Ausgangsmaterial der aus zwei Teilen bestehenden Publikation sind die besonders zahlreich und mit vielen hochrangigen Beispielen erhaltenen Altar-, Vortrage- und Triumphkreuze aus dem hochmittelalterlichen Herzogtum Sachsen, zu dem große Teile Westfalens gehörten. Erweitert wurde diese Gruppe um Objekte aus angrenzenden Regionen wie Ostbrandenburg, dem Südosten Sachsens und dem südlichen Thüringen sowie um eine Reihe herausragender Bildwerke auf der schwedischen Insel Gotland. Im Textteil werden der Forschungsstand und der methodische Ansatz des Autors wiedergegeben, die Kruzifixe in ihren historischen und liturgisch-funktionalen Kontext gestellt, die Wechselbeziehungen zwischen Bildwerken und Schriftzeugnissen beleuchtet, das Problem der Erhaltungsbedingungen erläutert und in ausgewählten Fallbeispielen einzelne Aspekte vertieft. Der zweite Teil des Bandes bietet einen reich bebilderten Katalog zu knapp 100 Objekten, mit den entsprechenden Angaben zu Erhaltungszustand, Technik, Provenienz, Geschichte, Funktion und stilkritischer Einordnung, wobei je nach Bedeutung und Forschungslage der Grad der Bearbeitung variiert. Als Hilfestellung bei der Handhabe des Katalogs hätte man sich hier allerdings einen Ortsindex oder eine Überblickskarte und Verweise von den Katalognummern zur Erwähnung der Werke im vorderen Textteil gewünscht.

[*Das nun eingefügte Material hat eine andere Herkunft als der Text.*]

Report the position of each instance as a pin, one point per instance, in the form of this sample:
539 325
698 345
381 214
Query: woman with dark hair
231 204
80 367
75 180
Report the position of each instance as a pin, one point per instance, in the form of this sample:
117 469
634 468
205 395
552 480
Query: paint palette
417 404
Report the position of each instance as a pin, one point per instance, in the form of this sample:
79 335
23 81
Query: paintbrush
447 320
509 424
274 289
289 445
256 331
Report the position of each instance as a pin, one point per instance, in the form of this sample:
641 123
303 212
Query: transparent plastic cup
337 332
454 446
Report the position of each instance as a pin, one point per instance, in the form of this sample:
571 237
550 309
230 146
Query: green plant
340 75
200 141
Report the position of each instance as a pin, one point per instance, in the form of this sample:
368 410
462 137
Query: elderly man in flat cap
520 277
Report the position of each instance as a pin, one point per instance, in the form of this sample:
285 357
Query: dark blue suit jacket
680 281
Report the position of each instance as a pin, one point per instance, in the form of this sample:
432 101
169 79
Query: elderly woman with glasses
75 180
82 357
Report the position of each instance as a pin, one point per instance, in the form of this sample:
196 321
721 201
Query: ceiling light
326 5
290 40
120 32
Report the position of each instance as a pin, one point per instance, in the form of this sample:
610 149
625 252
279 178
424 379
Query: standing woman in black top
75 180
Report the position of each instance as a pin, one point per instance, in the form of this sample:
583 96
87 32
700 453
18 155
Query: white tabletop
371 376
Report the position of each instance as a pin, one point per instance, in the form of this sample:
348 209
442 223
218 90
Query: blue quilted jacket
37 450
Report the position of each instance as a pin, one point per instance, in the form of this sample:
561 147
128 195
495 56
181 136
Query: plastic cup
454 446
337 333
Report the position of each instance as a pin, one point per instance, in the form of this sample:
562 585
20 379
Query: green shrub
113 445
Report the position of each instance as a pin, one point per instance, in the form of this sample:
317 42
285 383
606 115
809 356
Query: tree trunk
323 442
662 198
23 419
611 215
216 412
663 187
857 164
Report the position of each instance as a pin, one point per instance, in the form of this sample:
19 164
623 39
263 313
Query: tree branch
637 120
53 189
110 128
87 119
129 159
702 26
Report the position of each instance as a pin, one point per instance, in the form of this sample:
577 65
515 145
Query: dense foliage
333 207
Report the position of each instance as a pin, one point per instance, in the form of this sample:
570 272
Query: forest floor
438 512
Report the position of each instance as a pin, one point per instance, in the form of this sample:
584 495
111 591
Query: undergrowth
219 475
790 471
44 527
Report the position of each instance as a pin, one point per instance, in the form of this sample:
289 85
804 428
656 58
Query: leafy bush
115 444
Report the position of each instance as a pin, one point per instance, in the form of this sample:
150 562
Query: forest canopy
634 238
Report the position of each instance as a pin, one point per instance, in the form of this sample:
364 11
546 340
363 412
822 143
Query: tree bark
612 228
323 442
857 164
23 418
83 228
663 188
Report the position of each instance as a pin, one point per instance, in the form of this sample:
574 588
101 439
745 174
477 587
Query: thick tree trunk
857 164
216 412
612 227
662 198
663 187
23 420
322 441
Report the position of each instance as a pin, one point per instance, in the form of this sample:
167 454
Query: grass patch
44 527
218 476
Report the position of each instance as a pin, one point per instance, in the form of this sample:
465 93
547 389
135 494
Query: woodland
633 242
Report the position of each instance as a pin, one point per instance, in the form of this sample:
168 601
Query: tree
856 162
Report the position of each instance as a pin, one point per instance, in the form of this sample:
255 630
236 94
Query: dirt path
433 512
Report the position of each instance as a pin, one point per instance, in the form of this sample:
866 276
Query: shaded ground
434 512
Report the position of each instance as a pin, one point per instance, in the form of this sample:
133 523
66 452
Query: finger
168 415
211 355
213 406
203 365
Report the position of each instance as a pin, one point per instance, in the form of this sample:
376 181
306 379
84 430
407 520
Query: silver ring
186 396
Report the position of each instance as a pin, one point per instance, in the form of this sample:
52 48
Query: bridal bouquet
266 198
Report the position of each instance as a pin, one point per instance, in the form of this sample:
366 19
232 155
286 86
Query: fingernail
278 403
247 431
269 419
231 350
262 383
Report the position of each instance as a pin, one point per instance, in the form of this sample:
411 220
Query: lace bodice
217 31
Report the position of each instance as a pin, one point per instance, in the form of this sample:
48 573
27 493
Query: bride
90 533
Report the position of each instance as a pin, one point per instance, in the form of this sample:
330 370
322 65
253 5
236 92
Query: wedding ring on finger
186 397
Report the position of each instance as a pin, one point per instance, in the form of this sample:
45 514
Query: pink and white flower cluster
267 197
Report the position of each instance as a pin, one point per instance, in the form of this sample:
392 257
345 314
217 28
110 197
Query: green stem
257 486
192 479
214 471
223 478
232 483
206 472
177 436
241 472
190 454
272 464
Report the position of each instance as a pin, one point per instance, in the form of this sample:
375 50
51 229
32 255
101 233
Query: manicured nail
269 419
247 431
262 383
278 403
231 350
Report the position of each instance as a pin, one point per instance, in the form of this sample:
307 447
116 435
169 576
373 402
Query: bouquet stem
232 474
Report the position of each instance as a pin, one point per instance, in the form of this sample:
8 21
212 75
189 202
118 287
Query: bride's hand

Als Basis für die eigene Herangehensweise liefert Lutz zunächst einen Überblick zur bisherigen Erforschung der hochmittelalterlichen Skulptur Sachsens. Da mit diesem Thema im frühen 19. Jahrhundert die mittelalterliche Kunstgeschichte in Deutschland ihren Ausgang nahm, handelt es sich zugleich um eine kritische Stellungnahme zur Fachdisziplin. Dabei wird deutlich, dass über die Entwicklung von Stilmodellen und die Frage nach Datierungen hinaus ein methodisch breiterer Ansatz nötig ist, um zu neuen Ergebnissen zu gelangen. Die Tatsache, dass die von Lutz angewandte Kombination von Formen- und Stilanalyse, ikonografischen Überlegungen, Berücksichtung technologischer Aspekte und Einbeziehung des geistesgeschichtlichen Umfelds recht ausführlich begründet wird, macht klar, dass dies noch nicht zur Selbstverständlichkeit geworden ist.

Nachdem Lutz die engen politischen und kunstgeografischen Verflechtungen in den von ihm betrachteten Regionen Sachsen, Westfalen und Thüringen dargelegt und eine allgemeine Ausrichtung auf das westlichen Kunst- und Wirtschaftszentrum Köln bzw. nach Frankreich konstatiert hat, wendet er sich dem sakralen Kontext der Bildwerke, ihrer Bedeutung in der Liturgie und ihrer Wahrnehmung durch die Betrachter zu. Besonders ertragreich sind die Ausführungen zu den Wechselwirkungen zwischen Wissenschaft, Theologie und Frömmigkeitspraxis vom 11. bis zum 13. Jahrhundert, welche die Grundlage für das neue Christusbild darstellen: vom entrückten Überwinder des Todes zum leibhaftigen, verwundbaren Menschen, der in Zwiesprache mit den Gläubigen tritt. Die Schlüsselrolle Bernhards von Clairvaux findet dabei ebenso Würdigung wie die Schriften zahlreicher anderer Theologen, deren Traktate, Viten, Visionsberichte und andere geistliche Literatur den Wandel in den Kunstwerken vorwegnehmen beziehungsweise reflektieren. Lutz gelingt hier der schlüssige Nachweis, dass die wachsende Beliebtheit plastischer Kruzifixe zu Ende des 12. und zu Beginn des 13. Jahrhunderts mit möglichst nachvollziehbarer, eindringlicher Wiedergabe der Wundmale und Leidenspuren aufs Engste mit den geistigen Strömungen der Zeit, insbesondere mit einer verstärkten Passionsfrömmigkeit, verknüpft ist.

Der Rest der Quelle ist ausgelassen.